The Island Community Chorus will feature two great works from the 20th century choral repertoire in its annual spring concert, performed at 7:30 p.m. this Saturday, April 4, and again at 3 p.m. on Sunday, April 5, at the Old Whaling Church in Edgartown.

Under the direction of Peter Boak and with accompanist Garrett Brown at the piano, the chorus will present Leonard Bernstein’s Chichester Psalms (1965) and Carl Orff’s Carmina Burana (1937), as well as selections from the Liebeslieder Waltzes, written by Johannes Brahms in 1868 and 1869.

The concert program will open with the Carmina Burana, which is by far the most famous piece by the composer Orff. First performed in Frankfurt in 1937, it is a massive piece filled with driving rhythms and an exultant hedonism, with its themes the fickleness of fortune, the coming of spring and the pleasures (and perils) of drinking, gluttony, gambling and lust.

The Liebeslieder Waltzes, written for four-hands piano and voices, are among the most cherished of the lighter works of Brahms. The Liebeslieder, which will be sung in English by the Island Chorus, are love songs in which the choir and piano parts stand as equal musical partners. Together, these short waltzes are sunny, emotionally uncomplicated outpourings of the Viennese spirit.

The Chichester Psalms, a 20-minute piece which will conclude this weekend’s concert program, was composed by Leonard Bernstein in the spring of 1965 for a festival featuring the combined cathedral choirs of Winchester, Salisbury, and Chichester, England.

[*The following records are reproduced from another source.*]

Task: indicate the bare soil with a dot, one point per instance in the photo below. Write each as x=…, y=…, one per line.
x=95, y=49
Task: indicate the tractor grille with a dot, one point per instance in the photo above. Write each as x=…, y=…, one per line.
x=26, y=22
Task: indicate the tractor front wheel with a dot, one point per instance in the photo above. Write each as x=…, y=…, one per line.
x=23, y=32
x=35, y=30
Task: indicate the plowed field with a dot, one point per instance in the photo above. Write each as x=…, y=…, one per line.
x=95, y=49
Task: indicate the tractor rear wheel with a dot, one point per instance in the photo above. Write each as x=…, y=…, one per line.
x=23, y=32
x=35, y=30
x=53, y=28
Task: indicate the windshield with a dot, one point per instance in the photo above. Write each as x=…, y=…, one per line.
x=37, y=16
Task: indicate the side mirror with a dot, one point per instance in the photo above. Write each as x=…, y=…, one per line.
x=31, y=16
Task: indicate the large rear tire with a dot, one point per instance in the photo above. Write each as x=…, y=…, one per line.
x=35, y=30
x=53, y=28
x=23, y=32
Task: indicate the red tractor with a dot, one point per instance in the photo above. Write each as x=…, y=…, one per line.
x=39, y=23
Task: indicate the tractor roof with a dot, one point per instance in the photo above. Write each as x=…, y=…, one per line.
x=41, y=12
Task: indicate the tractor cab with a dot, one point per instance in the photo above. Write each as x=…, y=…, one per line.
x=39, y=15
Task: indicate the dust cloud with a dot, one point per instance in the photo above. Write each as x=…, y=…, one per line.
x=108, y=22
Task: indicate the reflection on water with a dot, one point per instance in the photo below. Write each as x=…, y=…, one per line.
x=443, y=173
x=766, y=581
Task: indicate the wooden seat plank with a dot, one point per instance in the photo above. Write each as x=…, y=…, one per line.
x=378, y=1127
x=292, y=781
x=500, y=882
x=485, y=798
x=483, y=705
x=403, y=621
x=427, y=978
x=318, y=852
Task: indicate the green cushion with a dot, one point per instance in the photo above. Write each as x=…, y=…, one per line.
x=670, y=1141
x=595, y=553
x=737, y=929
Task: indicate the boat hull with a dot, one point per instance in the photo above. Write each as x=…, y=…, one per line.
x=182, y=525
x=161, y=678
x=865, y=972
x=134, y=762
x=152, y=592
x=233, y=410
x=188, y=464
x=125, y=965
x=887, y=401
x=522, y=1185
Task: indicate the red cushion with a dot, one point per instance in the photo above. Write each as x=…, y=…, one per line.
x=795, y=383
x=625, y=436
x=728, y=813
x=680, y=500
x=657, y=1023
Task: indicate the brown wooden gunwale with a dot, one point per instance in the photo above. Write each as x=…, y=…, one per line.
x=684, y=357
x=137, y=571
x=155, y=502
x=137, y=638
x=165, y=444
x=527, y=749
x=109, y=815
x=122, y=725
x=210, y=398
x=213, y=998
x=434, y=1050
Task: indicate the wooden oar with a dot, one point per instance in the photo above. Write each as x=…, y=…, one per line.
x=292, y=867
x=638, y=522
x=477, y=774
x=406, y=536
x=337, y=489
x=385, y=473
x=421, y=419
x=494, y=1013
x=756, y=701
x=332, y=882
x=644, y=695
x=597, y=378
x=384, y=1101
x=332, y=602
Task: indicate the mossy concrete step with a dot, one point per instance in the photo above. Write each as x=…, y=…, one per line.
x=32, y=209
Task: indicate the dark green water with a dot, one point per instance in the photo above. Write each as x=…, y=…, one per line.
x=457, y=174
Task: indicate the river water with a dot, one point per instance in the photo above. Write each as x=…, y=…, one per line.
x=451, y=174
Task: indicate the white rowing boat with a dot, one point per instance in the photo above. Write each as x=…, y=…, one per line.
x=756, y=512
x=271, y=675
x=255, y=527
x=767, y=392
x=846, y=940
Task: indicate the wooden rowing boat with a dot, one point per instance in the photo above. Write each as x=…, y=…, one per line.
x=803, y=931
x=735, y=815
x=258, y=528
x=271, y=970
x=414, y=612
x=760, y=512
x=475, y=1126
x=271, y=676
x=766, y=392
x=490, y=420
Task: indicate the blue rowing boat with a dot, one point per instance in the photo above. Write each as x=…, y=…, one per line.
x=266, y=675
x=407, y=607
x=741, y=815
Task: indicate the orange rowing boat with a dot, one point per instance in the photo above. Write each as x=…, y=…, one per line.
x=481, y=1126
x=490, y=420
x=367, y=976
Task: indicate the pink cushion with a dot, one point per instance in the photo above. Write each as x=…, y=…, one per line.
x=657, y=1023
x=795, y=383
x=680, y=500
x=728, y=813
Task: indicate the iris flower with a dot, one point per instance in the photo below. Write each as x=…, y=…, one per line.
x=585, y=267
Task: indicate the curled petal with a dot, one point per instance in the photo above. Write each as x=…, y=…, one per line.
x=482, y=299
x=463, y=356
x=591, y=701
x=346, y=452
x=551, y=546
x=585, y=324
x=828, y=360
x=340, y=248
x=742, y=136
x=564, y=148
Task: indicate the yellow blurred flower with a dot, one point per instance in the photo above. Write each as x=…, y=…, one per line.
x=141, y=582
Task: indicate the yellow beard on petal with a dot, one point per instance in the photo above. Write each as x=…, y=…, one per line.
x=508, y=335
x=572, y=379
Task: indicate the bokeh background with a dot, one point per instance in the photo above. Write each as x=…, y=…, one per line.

Each of its three movements includes a full text from the Book of Psalms. Perhaps the most remarkable is the second, in which the women’s voices open with an ethereally serene 23rd Psalm (“The Lord is my shepherd”), and are interrupted by an angry outburst from the men, who sing from Psalm 2, “He that sitteth in the heavens shall laugh!” When he combines these two themes at the end of the movement, Bernstein gives to the women one of the most remarkable sets of directions in the choral literature: They should sing above the men, he writes, as if “blissfully unaware of threat.”

For this weekend’s concerts, the Island Chorus has engaged Wesley Brown as the second pianist for the Liebeslieder, as well as harpist Sandra Bittermann and percussionist Brian Weiland. Hannah Marlin and Glenn Carpenter are soloists. All are welcome; a donation of $15 will be requested at the door.